The Midlands and the North of England accounted for nearly half of all new buy-to-let purchases by landlords within the first half of the yr, in keeping with Paragon.
The lender’s evaluation of business information discovered that the East and West Midlands, North West, North East and Yorkshire and Humber made up 47.4% of new buy-to-let purchases with a mortgage, up from 46% throughout the identical interval final yr and from 33.5% a decade in the past.
London and the South East’s share has dropped from 41.6% in 2015 to 27.6% this yr.
Landlords have more and more targeted on markets within the Midlands and north, the place property costs are decrease, leading to greater yields and diminished acquisition prices, Paragon says.

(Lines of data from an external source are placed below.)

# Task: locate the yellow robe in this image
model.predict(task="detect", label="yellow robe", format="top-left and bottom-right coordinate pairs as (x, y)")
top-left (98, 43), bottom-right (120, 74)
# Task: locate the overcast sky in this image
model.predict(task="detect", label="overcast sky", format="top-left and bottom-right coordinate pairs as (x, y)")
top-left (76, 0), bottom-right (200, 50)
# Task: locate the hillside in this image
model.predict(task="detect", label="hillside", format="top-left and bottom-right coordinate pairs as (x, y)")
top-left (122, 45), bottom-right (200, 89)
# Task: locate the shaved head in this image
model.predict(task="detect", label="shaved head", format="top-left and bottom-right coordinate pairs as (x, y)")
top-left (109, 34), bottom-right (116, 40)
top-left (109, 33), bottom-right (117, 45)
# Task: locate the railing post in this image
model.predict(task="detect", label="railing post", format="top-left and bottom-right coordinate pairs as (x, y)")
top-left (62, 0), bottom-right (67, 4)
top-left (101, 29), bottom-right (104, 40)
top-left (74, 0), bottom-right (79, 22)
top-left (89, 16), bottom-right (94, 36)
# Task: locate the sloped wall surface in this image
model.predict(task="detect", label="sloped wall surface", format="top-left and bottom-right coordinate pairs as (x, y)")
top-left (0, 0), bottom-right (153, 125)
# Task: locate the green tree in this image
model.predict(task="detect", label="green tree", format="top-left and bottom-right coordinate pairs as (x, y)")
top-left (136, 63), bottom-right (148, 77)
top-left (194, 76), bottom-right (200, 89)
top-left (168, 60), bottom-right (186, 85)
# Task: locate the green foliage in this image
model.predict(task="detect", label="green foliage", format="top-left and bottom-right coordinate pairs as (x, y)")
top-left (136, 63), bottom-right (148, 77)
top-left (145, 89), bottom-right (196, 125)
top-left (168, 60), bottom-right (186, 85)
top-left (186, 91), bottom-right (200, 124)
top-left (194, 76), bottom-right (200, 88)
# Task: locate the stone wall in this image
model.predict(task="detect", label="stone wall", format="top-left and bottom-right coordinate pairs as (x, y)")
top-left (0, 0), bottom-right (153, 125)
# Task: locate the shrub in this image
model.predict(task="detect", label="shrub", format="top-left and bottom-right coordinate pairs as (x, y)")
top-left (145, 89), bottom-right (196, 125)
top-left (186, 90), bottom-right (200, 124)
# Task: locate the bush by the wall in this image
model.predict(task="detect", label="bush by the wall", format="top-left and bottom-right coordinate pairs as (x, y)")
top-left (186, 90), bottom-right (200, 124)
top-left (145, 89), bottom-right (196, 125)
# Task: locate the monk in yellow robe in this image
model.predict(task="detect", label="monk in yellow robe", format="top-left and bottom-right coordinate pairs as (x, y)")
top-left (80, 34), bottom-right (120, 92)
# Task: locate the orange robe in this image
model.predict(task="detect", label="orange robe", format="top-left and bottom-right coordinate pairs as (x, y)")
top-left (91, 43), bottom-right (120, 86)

This development accelerated after the stamp obligation surcharge for these shopping for further properties was launched in April 2016.
The South East (excluding London) attracted the most important share of landlord purchases at 15.4% throughout the first half of the yr, adopted by the North West at 12.9%.
Paragon managing director for mortgages Louisa Sedgwick says: “The development in the direction of funding throughout Midlands and northern markets elevated following the introduction of the stamp obligation surcharge almost a decade in the past.
“These markets are interesting to landlords for a number of causes, together with the supply of acceptable inventory, sturdy tenant demand, wholesome native economies, decrease buy prices and typically stronger yields.”
She provides: “The South East and London are nonetheless the UK’s most vital rental markets, nevertheless, given the transient nature of these markets and their financial significance.
“Stifled new provide towards heightened tenant demand has pushed rental inflation.
“Without a rise in new inventory throughout the South East, and specifically London, tenant selection is diminished.”